Point of View: Nickel and Dimed Print E-mail
Oct 22, 2007 at 06:45 PM

I recently read Barbara Ehrenreich’s Nickel and Dimed, and I must say that after finishing the book I was quite disappointed. In this ‘investigative report’, Ehrenreich gives up all of the materialistic commodities and accommodations she is used to and takes up several positions as a low-wage worker. Purporting to be a newly divorced woman looking to come back to the working world, she finds wages to be dismally low, and she also finds those who occupy this echelon of the working class hierarchy in suffering and want. In Nickel and Dimed, Ehrenreich shares the personal struggles that these women and men go through and expresses her moral outrage regarding their conditions.

So what’s wrong with the book, specifically? First, although Ehrenreich claims that she is no martyr, she certainly is not the testament of bravery that her readers have held her to. No one can experience poverty like the poor, and I fail to see how working at a diner in a decidedly expensive area in Florida will help Ehrenreich garner any real insight on the lives of the people who live on the bare minimum. Second, and far more importantly, Ehrenreich never really takes the initiative to share their true experiences. She hardly socializes with the staff outside of work; she never participates in any activities except work. So all we are really left with is the rantings of Ehrenreich, empty meditations that end up taking a sizeable portion of the book, rather than what the text purports to do: get inside the lives of the working poor.

If the text does not indicate that Ehrenreich has failed to provide such an account, the reaction of her co-workers when she reveals her true identity is instructive. Indeed, when Ehrenreich tells them that she is a writer investigating the conditions of the lower class, the women she has been working with do not even bat an eye. “Will you listen to me? I’m a writer and I’m going to write a book about this place” (Ehrenreich, 118, emphasis hers). Ehrenreich must, of course, emphasize the fact because there was no connection made between herself and her co-workers; there wasn’t even an attempt to make one, and they could care less if they are in a room with a writer who has a Ph.D., they want to know if they are going to have to work extra tomorrow. 

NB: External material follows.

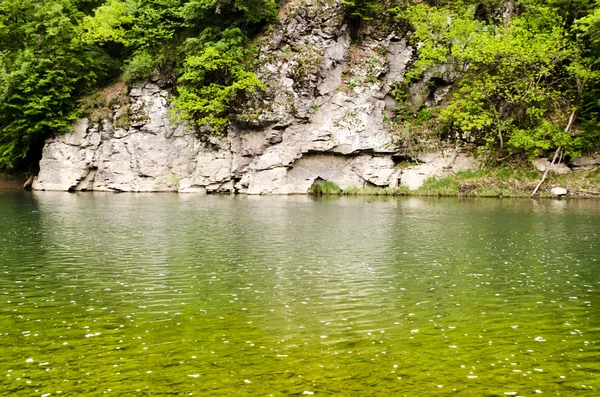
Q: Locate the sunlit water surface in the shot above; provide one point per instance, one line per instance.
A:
(177, 295)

Many of you who may have read the text will wonder what basis I have to say about this. I know what it is like to occupy this social-economic sphere.  If I read Nickel and Dimed during a similar time in my life, I might have given up all hope. All I can do is sigh in relief that Ehrenreich’s text didn’t fall into my lap, otherwise I might have thought much less of myself and would have taken decidedly less pride in the work I completed. Until reading Nickel and Dimed, it never occurred to me that working in a low to middle wage position was particularly demeaning, and as indicated in Nickel and Dimed, these thoughts do not appear to even entertain the thoughts of those who do work in the restaurant, in the nursing home, or in the cleaning business. Nevertheless, Ehrenreich wonders why these girls work so hard in seemingly unpleasant jobs, thinking that they must, given their conditions, cling for approval from a Ted-like figure in order to have some respect (Ehrenreich, 116). The remark is pretentious. It is a simple fact of life: no matter if you occupy the role of a cleaning lady or you are a boss at Microsoft, you want to be recognized and you want your work to be appreciated; if another individual from the higher up yells at you, it's going to ruin your day. Working-class or upper-class has absolutely nothing to do with it, and if Ehrenreich spent a little more time with the girls on a one-to-one basis, she might've realized this fact.  

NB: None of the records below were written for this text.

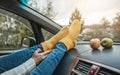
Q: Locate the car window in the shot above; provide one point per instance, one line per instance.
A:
(98, 19)
(13, 29)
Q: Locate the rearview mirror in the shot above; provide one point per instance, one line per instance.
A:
(28, 42)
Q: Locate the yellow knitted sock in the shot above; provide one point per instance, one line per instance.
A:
(49, 44)
(71, 38)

Unfortunately, the problem is that Ehrenreich has given nothing. There is not one shred of evidence, not one story of suffering that is not already available in, say, Breadgivers, 1185 Park Avenue, or any other account that documents the individuals who actually endure tha pangs of poverty every day. Moreover, there is nothing in this text that economic reports could not to tell you. And the moreover’s continue with the fact that there is not one single suggestion regarding how we can make the lives of the poor a little bit easier.

Perhaps this text will be useful for English classes, in terms of discerning specific literary devices that may have pulled others into thinking that the text is ‘intelligent’, or sociological classes, in terms of demographics and statistics that the author provides, but aside from that I see no genuine value of Ehrenreich’s novel in contributing to our knowledge of the poor or their conditions.  It’s useful to keep the topic of poverty in the limelight; I guess I just don’t agree with the way that the message of the book came across, nor do I particularly agree with the methods that the author chose to employ to ‘investigate’ the lives of the poor.